Parmi les start-up bretilliennes, laquelle auriez-vous aimé créer ?

C. Q. : Je pourrais en citer plusieurs mais je dirais CAILabs. Car ce projet vient de loin, pas de la niche rennaise, mais a pourtant choisi de grandir ici. Et parce que Jean-François Morizur, qui est un chercheur et le fondateur de CAILabs, est aussi quelqu’un qui a conscience de l’importance de faire du business, de nouer des partenariats à l’international, au Japon notamment. C’est une entreprise à suivre. Mais j’aurais aussi pu citer aussi BBright, Broadpeak…

Avec le recul, quel conseil donneriez-vous aux jeunes entrepreneurs ? Y a-t-il par exemple des choses que vous auriez faites différemment ?

C. Q. : Une clé de la réussite est qu’il faut avoir conscience de ses propres limites. Si j’ai un regret dans mon parcours, c’est d’avoir parfois mal recruté ou de ne pas avoir pris des personnes plus fortes que moi dans un domaine et dont j’avais pourtant besoin.

À l’heure de la levée de fonds, vous aviez opté pour une entrée en bourse pour Astellia. Comme cela a compliqué son rachat, était-ce le bon choix ?

C. Q. : Cela permet de lever beaucoup de fonds mais peut être un boulet, en effet. Le cours de l’action peut baisser pour des raisons qui ne sont pas objectives. Je l’ai vécu et cela a gêné le développement de l’entreprise justement à un moment où elle avait besoin de liquidités pour des acquisitions externes. Il faut donc bien qualifier la banque d’affaires qui va conduire cette entrée en Bourse.
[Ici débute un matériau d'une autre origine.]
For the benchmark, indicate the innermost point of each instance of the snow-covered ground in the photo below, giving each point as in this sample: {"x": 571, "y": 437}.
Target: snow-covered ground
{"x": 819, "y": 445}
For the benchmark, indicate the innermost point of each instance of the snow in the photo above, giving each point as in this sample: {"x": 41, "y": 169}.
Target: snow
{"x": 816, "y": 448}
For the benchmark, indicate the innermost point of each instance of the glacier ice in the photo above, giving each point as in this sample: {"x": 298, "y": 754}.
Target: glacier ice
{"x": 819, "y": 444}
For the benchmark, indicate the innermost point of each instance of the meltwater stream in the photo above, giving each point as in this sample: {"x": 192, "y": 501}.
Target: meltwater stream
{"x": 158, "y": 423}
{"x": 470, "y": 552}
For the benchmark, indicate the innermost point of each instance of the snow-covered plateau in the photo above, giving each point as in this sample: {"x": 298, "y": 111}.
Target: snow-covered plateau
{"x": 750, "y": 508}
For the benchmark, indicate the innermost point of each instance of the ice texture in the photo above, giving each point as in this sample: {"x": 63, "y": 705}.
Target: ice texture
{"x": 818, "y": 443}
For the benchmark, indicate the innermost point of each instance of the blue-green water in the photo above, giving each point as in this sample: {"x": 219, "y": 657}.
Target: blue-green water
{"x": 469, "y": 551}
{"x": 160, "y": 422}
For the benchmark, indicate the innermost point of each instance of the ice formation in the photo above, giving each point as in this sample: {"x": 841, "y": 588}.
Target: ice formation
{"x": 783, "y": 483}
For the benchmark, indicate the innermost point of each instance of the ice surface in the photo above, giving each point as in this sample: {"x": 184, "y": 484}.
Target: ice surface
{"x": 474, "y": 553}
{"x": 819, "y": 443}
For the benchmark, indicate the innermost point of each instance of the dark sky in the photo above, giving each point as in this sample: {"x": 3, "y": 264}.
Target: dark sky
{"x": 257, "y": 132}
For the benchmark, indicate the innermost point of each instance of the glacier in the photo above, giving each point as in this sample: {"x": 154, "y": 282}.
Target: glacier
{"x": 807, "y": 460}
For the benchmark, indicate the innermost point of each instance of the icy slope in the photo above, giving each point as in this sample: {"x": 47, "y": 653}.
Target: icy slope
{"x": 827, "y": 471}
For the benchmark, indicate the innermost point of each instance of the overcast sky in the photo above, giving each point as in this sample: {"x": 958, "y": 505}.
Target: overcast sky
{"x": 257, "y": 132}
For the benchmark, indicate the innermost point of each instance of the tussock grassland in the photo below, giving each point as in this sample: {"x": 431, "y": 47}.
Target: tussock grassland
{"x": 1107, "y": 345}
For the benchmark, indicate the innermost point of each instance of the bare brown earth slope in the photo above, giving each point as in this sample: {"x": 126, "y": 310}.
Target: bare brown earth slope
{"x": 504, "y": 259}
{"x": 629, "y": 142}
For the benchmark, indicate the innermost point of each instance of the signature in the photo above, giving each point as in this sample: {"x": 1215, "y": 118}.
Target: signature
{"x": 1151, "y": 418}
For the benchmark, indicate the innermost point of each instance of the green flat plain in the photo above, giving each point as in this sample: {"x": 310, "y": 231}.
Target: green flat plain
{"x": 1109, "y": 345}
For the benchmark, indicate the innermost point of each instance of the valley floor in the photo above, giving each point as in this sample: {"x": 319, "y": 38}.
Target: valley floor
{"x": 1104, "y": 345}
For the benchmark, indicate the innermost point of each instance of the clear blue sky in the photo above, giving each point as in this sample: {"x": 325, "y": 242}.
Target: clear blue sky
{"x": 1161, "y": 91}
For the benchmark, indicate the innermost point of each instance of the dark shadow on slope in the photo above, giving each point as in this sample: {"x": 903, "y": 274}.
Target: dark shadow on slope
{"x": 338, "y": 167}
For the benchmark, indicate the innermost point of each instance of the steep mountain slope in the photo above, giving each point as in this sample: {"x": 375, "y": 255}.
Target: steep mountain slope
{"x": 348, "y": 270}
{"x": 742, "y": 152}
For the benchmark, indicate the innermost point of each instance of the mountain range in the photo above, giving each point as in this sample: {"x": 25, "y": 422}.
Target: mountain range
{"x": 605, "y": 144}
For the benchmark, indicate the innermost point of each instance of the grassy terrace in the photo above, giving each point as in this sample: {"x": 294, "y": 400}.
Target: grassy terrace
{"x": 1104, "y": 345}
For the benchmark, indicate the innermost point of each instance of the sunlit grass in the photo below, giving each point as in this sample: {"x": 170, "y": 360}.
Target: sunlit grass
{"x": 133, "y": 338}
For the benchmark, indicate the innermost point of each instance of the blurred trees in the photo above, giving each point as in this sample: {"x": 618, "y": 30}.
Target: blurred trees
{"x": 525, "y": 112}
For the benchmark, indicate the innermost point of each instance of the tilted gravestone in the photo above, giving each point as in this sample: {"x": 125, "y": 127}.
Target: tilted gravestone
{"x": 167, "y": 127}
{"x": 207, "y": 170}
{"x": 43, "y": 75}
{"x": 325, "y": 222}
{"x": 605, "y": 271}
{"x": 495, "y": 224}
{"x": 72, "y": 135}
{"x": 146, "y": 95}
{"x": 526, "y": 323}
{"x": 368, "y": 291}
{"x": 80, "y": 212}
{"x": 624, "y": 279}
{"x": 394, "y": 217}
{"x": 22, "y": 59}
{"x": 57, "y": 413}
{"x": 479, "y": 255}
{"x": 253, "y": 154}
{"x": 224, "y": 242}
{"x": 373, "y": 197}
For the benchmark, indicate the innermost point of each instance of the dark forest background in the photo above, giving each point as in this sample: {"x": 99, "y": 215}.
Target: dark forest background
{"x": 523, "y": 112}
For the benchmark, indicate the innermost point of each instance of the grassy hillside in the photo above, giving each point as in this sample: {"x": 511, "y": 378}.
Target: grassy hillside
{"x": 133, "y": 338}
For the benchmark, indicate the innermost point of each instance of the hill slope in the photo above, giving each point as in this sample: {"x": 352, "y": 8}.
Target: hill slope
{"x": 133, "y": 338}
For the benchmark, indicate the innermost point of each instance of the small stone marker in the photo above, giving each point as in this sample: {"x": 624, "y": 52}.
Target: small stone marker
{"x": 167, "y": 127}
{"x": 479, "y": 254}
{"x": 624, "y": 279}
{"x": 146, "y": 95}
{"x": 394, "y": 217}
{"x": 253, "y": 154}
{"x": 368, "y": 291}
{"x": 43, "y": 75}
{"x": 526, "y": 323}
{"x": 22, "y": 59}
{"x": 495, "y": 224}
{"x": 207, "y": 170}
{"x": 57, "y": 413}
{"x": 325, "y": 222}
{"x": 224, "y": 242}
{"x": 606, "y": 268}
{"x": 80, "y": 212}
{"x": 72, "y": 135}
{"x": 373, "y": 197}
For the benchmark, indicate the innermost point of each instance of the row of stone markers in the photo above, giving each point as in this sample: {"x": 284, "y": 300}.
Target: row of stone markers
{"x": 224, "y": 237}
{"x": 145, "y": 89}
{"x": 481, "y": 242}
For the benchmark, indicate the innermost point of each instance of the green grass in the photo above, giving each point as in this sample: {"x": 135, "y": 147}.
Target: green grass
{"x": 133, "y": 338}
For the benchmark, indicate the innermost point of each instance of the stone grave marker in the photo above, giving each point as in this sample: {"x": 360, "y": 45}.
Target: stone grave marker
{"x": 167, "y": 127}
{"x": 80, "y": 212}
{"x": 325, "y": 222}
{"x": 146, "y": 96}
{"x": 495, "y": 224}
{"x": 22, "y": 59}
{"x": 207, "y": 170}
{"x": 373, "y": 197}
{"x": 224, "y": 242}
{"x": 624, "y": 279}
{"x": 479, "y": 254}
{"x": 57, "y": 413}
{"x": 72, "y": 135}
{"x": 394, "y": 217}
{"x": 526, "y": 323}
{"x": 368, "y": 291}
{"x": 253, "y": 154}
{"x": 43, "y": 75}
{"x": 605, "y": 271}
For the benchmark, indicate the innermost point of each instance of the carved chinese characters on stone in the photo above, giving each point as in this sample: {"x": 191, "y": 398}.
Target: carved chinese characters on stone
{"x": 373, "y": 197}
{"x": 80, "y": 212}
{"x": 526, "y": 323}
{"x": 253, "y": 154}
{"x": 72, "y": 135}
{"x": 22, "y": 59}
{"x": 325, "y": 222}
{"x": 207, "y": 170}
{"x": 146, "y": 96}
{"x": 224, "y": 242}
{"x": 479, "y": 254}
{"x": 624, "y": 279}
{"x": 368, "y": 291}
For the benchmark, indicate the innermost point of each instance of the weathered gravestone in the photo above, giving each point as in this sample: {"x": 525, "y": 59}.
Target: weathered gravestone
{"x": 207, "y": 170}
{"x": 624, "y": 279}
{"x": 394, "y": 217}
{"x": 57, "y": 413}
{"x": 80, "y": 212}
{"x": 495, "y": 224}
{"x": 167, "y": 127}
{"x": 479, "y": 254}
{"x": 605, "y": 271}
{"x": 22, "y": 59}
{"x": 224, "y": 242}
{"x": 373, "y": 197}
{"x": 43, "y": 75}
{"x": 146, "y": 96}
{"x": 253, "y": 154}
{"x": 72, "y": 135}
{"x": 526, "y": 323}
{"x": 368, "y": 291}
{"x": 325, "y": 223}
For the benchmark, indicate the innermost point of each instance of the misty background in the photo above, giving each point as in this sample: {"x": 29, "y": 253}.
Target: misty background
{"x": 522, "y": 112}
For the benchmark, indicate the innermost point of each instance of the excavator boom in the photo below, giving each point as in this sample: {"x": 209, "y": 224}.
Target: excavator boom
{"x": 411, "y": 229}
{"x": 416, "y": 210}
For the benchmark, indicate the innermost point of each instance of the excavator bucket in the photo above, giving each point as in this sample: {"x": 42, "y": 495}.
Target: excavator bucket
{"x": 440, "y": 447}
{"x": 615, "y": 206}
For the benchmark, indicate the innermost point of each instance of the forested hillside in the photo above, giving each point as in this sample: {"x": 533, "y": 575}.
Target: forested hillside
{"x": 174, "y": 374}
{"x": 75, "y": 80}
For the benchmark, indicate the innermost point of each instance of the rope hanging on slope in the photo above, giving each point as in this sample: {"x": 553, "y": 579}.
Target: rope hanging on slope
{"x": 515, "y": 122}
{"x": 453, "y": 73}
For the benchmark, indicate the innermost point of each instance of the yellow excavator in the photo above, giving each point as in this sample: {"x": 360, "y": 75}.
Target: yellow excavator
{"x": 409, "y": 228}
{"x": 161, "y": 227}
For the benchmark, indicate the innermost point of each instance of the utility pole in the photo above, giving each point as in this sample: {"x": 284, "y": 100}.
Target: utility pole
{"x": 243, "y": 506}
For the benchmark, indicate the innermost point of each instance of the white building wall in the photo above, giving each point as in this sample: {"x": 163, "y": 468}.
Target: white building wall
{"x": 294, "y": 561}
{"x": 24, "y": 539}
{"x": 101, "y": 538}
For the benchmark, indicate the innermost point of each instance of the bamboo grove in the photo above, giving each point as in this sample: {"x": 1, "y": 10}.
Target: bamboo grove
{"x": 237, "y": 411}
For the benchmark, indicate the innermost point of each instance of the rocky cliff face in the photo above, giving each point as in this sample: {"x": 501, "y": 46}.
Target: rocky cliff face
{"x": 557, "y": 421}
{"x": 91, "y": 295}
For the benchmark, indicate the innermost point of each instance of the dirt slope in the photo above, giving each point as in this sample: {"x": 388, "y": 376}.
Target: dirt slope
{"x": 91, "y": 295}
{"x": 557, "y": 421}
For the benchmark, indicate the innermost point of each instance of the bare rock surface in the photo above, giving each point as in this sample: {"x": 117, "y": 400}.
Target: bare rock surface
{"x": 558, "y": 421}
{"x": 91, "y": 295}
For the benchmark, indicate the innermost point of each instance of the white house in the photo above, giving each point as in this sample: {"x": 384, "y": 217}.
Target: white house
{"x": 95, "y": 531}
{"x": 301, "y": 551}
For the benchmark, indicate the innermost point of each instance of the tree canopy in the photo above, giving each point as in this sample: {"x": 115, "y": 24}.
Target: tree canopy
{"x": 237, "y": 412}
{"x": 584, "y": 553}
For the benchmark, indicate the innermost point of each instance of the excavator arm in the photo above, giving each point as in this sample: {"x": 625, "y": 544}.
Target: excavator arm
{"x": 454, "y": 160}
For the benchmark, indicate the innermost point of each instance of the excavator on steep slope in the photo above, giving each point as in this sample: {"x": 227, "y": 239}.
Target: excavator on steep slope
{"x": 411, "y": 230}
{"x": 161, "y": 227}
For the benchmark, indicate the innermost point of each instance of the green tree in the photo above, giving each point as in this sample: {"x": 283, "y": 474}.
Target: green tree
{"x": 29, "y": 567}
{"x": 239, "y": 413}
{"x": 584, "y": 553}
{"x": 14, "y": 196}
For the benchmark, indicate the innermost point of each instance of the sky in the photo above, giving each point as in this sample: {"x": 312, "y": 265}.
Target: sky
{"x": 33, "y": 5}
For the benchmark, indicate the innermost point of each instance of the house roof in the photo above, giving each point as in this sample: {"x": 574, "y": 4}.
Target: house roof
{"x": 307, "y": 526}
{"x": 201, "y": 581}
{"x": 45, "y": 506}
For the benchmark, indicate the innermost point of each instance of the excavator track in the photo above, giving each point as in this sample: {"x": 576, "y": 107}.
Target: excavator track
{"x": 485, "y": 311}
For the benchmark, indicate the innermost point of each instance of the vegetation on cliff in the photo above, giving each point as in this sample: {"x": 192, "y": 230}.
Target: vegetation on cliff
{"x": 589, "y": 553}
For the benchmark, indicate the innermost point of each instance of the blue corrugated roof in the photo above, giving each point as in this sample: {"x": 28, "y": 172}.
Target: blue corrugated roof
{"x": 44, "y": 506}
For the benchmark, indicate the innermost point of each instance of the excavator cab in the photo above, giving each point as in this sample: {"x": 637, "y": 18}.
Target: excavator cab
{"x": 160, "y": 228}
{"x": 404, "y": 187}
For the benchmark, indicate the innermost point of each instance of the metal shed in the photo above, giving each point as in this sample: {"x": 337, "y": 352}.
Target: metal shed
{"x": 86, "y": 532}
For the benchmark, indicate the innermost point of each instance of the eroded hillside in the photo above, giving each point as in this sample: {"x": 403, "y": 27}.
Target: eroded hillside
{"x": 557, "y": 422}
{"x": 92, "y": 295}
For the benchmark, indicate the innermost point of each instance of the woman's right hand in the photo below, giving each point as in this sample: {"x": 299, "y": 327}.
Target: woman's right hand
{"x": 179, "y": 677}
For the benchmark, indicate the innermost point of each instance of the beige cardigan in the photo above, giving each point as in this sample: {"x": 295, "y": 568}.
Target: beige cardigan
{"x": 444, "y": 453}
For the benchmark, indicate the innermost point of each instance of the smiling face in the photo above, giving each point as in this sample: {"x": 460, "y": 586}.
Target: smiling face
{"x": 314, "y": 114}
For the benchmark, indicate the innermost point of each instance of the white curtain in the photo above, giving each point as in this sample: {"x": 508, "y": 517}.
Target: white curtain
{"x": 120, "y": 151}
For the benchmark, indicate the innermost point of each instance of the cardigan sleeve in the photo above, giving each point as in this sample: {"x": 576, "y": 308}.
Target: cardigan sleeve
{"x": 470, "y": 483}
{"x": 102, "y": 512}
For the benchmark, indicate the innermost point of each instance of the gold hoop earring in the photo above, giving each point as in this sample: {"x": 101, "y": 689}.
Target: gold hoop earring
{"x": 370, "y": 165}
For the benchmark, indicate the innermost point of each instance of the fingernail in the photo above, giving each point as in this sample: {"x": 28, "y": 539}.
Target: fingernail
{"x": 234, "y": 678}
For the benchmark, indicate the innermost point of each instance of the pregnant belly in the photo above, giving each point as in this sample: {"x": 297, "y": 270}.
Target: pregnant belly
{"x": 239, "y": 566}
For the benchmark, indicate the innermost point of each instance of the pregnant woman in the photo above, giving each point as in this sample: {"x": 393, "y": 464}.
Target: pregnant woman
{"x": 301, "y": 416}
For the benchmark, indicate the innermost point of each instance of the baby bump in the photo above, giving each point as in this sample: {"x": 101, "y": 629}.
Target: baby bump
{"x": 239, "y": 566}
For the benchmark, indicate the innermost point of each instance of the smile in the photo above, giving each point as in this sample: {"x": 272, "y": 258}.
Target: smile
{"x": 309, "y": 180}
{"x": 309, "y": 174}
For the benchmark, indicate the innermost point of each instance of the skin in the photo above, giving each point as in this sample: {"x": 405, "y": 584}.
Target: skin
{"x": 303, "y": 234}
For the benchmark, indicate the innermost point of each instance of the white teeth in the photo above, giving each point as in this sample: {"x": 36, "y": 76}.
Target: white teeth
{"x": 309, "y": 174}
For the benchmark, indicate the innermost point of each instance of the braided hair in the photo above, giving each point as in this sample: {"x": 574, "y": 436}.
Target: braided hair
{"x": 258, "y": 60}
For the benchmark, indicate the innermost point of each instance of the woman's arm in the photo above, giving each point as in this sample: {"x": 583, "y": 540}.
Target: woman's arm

Si elle vous survalorise, vous vous planterez.

Et pour ceux qui souhaitent agir à l’international, un conseil ?

C. Q. : Si l’on va où tout le monde va, ça ne paie pas. Le Proche-Orient est une région qui vaut vraiment la peine d’être explorée, à condition de travailler avec des acteurs sur place. Il est plus simple d’y réaliser et de tester son offre, plutôt que d’aller vers les Etats-Unis, un marché avec des conditions de réussite compliquées. Regardez d’abord en Europe, vers le Proche-Orient et l’Afrique, où l’on trouve de gros consommateurs de technologies et des compétences.